Considering the 90-day investment horizon Merck Company is expected to under-perform the T Rowe. In addition to that, Merck is 7.98 times more volatile than T Rowe Price. It trades about -0.11 of its total potential returns per unit of risk. T Rowe Price is currently generating about 0.16 per unit of volatility. If you would invest  4,999  in T Rowe Price on September 1, 2024 and sell it today you would earn a total of  187.00  from holding T Rowe Price or generate 3.74% return on investment over 90 days.
Time Period3 Months [change]
DirectionMoves Against 
StrengthSignificant
Accuracy99.21%
ValuesDaily Returns

Merck Company  vs.  T Rowe Price

 Performance 
       Timeline  
Merck Company 

Risk-Adjusted Performance

0 of 100

 
Weak
 
Strong
Very Weak
Over the last 90 days Merck Company has generated negative risk-adjusted returns adding no value to investors with long positions. Despite latest abnormal performance, the Stock's basic indicators remain persistent and the latest mess on Wall Street may also be a sign of long-standing gains for the company institutional investors.
T Rowe Price 

Risk-Adjusted Performance

26 of 100

 
Weak
 
Strong
Solid
Compared to the overall equity markets, risk-adjusted returns on investments in T Rowe Price are ranked lower than 26 (%) of all global equities and portfolios over the last 90 days. Even with relatively invariable essential indicators, T Rowe is not utilizing all of its potentials. The recent stock price agitation, may contribute to short-term losses for the retail investors.
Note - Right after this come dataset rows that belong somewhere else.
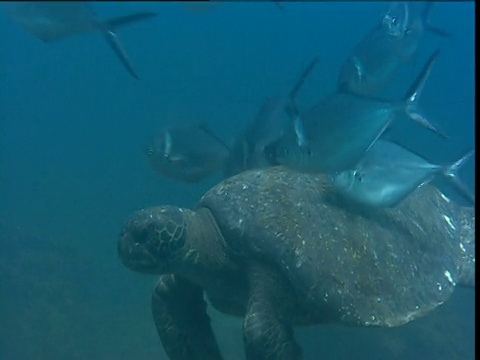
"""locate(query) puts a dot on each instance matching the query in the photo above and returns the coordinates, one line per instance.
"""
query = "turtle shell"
(346, 263)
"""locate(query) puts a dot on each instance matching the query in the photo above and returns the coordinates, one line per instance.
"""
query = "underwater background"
(73, 125)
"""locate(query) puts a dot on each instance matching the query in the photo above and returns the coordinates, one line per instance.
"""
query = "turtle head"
(153, 239)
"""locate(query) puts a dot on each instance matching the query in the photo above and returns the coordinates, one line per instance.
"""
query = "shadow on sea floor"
(58, 303)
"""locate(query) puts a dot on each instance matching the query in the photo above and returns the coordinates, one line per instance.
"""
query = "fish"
(335, 133)
(378, 57)
(186, 153)
(265, 128)
(54, 20)
(389, 173)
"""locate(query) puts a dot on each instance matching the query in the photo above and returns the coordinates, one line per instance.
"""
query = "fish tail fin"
(120, 21)
(107, 27)
(117, 47)
(411, 98)
(429, 27)
(308, 69)
(451, 173)
(205, 128)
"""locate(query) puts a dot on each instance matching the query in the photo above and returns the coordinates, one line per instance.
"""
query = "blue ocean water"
(72, 127)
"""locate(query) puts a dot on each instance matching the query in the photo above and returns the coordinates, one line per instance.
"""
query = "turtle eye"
(306, 150)
(359, 176)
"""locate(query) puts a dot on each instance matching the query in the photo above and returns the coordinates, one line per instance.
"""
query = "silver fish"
(336, 133)
(54, 20)
(381, 53)
(389, 173)
(248, 151)
(188, 153)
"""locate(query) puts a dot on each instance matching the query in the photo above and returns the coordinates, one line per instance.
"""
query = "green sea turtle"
(281, 249)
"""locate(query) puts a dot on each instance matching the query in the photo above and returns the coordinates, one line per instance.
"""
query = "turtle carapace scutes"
(281, 249)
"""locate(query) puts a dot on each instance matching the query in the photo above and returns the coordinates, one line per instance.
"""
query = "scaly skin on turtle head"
(152, 239)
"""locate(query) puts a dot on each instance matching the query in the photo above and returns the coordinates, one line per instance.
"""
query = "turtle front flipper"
(180, 316)
(267, 328)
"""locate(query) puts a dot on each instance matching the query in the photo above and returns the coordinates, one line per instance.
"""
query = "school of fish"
(341, 135)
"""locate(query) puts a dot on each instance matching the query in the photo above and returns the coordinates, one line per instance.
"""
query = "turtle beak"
(135, 256)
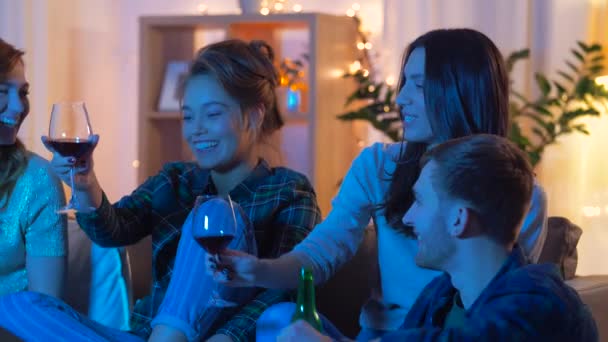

Merck and T Rowe Volatility Contrast

   Predicted Return Density   
       Returns  

Pair Trading with Merck and T Rowe

The main advantage of trading using opposite Merck and T Rowe positions is that it hedges away some unsystematic risk. Because of two separate transactions, even if Merck position performs unexpectedly, T Rowe can make up some of the losses. Pair trading also minimizes risk from directional movements in the market. For example, if an entire industry or sector drops because of unexpected headlines, the short position in T Rowe will offset losses from the drop in T Rowe's long position.
The idea behind Merck Company and T Rowe Price pairs trading is to make the combined position market-neutral, meaning the overall market's direction will not affect its win or loss (or potential downside or upside). This can be achieved by designing a pairs trade with two highly correlated stocks or equities that operate in a similar space or sector, making it possible to obtain profits through simple and relatively low-risk investment.
Check out your portfolio center.
Note that this page's information should be used as a complementary analysis to find the right mix of equity instruments to add to your existing portfolios or create a brand new portfolio. You can also try the Portfolio Dashboard module to portfolio dashboard that provides centralized access to all your investments.